Sonst hätte der damalige niedersächsische Ministerpräsident
nicht im Februar 2010 im hannoverschen Landtag auf Anfrage
der Grünen nur erklärt, dass es zwischen ihm und dem
Unternehmer Geerkens „in den letzten zehn Jahren keine
geschäftlichen Beziehungen“ gegeben habe, sondern den Kredit
erwähnt. Sonst hätte er nicht im März 2010 den Privatkredit
durch ein Darlehen bei der BW-Bank ersetzt. Sonst hätte
Wulff dem Spiegel bereits im Dezember 2010
freiwillig Einsicht ins Grundbuch gegeben, anstatt das
Hamburger Nachrichtenmagazin bis zum Bundesgerichtshof in
Karlsruhe ziehen zu lassen. Sonst hätte sein inzwischen
geschasster Sprecher Olaf Glaeseker nicht dem Stern
im Februar 2011 die irreführende Auskunft erteilt,
Kreditgeber „war und ist“ die BW-Bank. Dass Glaeseker
letztlich einem Redakteur der Bild-Zeitung Anfang
Dezember 2011 Einsicht in den Kreditvertrag zwischen Wulff
und Geerkens gewährte, geschah auch nur aus der Not heraus –
und verbunden mit der Forderung, den Namen der Kreditgeberin
nicht zu nennen. Weswegen sich denn auch Wulff bei seinem
Telefonat mit der Mailbox von Bild-Chefredakteur
Kai Diekmann bitter beklagte: „Ich habe alles offengelegt,
Informationen gegeben, mit der Zusicherung, dass die nicht
verwandt werden.“ Trotzdem würden diese „jetzt indirekt
verwandt, das heißt, ich werde auch Strafanzeige stellen
gegenüber Journalisten morgen, und die Anwälte sind
beauftragt“.
Mit der Offenbarung des Namens von Edith Geerkens gegenüber Bild wollte
Wulff dem Boulevardblatt zeigen, dass es ebenso wie Spiegel
und Stern falsch liege. Denn deren Rechercheure gingen bis
dahin einem Gerücht nach, das in niedersächsischen
Unionskreisen kursierte: Es sei Carsten Maschmeyer gewesen,
der Wulffs Traum vom Eigenheim realisiert habe. Das war zwar
eine falsche, aber nicht unbedingt abwegige Fährte,
schließlich ist der Gründer des Finanzvertriebs AWD bekannt
für sein großes Herz für notleidende Politiker. Dem
Sozialdemokraten Gerhard Schröder planierte er 1998 anonym
mit einer 650 000 D-Mark teuren Zeitungswerbekampagne den
Weg ins Kanzleramt. Und nachdem der „Genosse der Bosse“ 2005
dort wieder ausgezogen war, kaufte Maschmeyer ihm die
Vermarktungsrechte an dessen Memoiren „Entscheidungen“ ab,
dem Vernehmen nach für eine Million Euro.

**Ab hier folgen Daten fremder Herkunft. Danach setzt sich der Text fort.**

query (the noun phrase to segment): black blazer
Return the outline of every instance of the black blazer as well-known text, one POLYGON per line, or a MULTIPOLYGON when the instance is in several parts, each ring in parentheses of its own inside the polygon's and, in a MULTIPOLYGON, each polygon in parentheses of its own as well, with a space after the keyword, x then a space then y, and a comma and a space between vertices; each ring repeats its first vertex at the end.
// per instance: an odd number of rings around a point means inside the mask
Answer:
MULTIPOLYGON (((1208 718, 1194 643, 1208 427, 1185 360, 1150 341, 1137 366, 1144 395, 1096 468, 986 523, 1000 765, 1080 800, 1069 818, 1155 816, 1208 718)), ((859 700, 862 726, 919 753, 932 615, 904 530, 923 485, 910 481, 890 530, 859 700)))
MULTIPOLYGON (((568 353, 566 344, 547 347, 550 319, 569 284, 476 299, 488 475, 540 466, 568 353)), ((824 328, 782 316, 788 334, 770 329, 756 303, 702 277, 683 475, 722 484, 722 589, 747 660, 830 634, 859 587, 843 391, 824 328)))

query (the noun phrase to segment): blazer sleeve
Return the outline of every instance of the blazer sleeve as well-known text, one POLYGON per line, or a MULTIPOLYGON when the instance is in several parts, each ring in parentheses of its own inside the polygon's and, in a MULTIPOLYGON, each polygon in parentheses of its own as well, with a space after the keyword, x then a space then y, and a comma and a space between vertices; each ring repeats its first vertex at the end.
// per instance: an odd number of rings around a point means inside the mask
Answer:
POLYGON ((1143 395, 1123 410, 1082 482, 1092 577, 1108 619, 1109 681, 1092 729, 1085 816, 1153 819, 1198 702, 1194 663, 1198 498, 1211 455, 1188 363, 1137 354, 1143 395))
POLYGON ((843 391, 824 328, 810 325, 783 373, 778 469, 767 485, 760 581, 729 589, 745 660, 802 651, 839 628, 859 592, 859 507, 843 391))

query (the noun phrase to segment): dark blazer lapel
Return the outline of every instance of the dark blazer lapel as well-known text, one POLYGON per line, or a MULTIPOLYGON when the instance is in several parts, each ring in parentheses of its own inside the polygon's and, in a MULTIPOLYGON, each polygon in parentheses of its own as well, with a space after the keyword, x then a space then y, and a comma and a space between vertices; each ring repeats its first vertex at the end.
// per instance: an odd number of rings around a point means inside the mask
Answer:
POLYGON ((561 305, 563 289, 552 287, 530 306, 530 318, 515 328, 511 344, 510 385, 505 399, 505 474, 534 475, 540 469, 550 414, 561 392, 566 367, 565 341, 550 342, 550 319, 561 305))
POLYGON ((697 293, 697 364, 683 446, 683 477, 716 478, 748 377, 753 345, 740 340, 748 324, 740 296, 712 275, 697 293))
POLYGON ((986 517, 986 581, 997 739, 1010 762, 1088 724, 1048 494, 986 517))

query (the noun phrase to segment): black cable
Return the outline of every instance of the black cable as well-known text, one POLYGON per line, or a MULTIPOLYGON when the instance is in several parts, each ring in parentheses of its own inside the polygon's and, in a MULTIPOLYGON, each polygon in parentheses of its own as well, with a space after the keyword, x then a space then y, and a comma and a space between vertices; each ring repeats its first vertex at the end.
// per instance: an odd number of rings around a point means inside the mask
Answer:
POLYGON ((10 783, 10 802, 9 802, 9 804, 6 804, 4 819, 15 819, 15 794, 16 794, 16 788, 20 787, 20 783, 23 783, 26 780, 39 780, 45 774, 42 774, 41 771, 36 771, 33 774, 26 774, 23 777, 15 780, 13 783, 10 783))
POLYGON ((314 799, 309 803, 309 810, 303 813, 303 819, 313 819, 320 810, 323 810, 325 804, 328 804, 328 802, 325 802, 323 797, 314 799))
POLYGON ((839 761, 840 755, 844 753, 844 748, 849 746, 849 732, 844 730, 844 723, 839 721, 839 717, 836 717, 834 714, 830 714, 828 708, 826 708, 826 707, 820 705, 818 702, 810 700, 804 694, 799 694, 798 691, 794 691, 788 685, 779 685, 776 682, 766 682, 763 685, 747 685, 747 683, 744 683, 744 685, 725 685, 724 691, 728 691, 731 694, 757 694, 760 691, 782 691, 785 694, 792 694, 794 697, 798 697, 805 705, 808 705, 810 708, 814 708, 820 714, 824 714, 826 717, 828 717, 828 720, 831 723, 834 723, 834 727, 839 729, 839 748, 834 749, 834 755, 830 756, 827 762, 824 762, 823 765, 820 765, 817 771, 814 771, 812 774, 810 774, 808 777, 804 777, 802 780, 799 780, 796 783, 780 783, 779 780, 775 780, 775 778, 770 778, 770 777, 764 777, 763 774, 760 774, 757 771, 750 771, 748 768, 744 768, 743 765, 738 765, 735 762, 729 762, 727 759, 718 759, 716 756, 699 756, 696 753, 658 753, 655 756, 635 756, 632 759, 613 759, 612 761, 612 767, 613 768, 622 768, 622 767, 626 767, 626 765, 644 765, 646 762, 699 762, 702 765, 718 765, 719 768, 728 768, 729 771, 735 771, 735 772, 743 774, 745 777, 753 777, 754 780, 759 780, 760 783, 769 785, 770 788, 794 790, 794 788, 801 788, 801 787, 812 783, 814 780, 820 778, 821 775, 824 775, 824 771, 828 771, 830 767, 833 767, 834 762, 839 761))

Seit er eine wichtige Rolle in der niedersächsischen
Politik spielt, verbindet auch Wulff eine enge „Freundschaft“ mit dem
Multimillionär. Sie dürfte auch der Grund gewesen sein,
warum Maschmeyer völlig uneigennützig pünktlich zum
Landtagswahlkampf 2007 für 42 731 Euro Anzeigen in
niedersächsischen Tageszeitungen spendierte, in denen für
Wulffs Gesprächsband „Besser die Wahrheit“ geworben wurde.

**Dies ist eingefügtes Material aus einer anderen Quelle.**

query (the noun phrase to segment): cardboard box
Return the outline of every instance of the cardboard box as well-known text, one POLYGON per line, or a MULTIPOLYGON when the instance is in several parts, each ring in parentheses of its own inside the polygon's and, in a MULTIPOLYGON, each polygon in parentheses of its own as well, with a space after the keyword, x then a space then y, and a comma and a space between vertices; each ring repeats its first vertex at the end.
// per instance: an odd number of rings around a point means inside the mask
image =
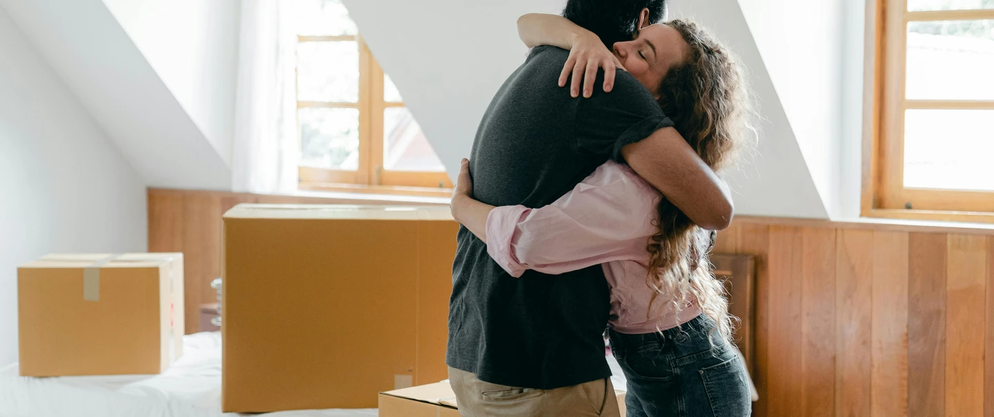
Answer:
POLYGON ((183 254, 46 255, 17 295, 22 376, 156 374, 182 353, 183 254))
POLYGON ((224 411, 376 407, 447 377, 448 207, 239 205, 224 228, 224 411))
MULTIPOLYGON (((614 391, 625 417, 625 391, 614 391)), ((380 393, 380 417, 459 417, 459 407, 448 381, 380 393)))

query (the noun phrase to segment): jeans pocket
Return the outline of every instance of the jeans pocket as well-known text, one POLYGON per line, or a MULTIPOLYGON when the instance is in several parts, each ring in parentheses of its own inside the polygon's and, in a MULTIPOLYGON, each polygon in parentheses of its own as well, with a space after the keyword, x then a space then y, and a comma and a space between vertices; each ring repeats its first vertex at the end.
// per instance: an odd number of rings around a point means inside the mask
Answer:
POLYGON ((631 352, 619 360, 621 370, 633 379, 667 382, 674 378, 670 356, 664 353, 658 345, 656 348, 646 348, 631 352))
POLYGON ((495 389, 482 391, 480 395, 485 401, 516 401, 535 398, 545 393, 541 389, 507 387, 505 389, 495 389))
POLYGON ((700 372, 708 402, 716 417, 740 417, 751 413, 751 394, 746 380, 746 368, 739 356, 703 368, 700 372))

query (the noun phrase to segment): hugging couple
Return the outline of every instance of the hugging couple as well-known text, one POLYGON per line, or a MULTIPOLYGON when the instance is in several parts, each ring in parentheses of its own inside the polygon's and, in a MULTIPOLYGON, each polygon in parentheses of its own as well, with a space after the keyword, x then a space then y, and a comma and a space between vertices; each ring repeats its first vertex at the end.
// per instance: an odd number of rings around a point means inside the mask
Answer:
POLYGON ((570 0, 518 20, 532 48, 480 122, 452 215, 449 382, 459 412, 745 416, 724 286, 719 172, 755 130, 744 71, 665 0, 570 0), (585 29, 584 29, 585 28, 585 29))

Bescheiden wie er ist, verzichtete der Finanzmagnat auch
hierbei darauf, öffentlich in Erscheinung zu treten. Die
Anzeigen schaltete offiziell der Verlag Hoffmann und Campe,
der sich die Beträge dann von Maschmeyer zurückholte. Den
Rechnungsgrund „Anzeigen“ änderte der Verlag auf Rechnungen
vom 30. Oktober und 2. November 2007 in
„Beratungsleistungen“ ab, auf Wunsch Maschmeyers.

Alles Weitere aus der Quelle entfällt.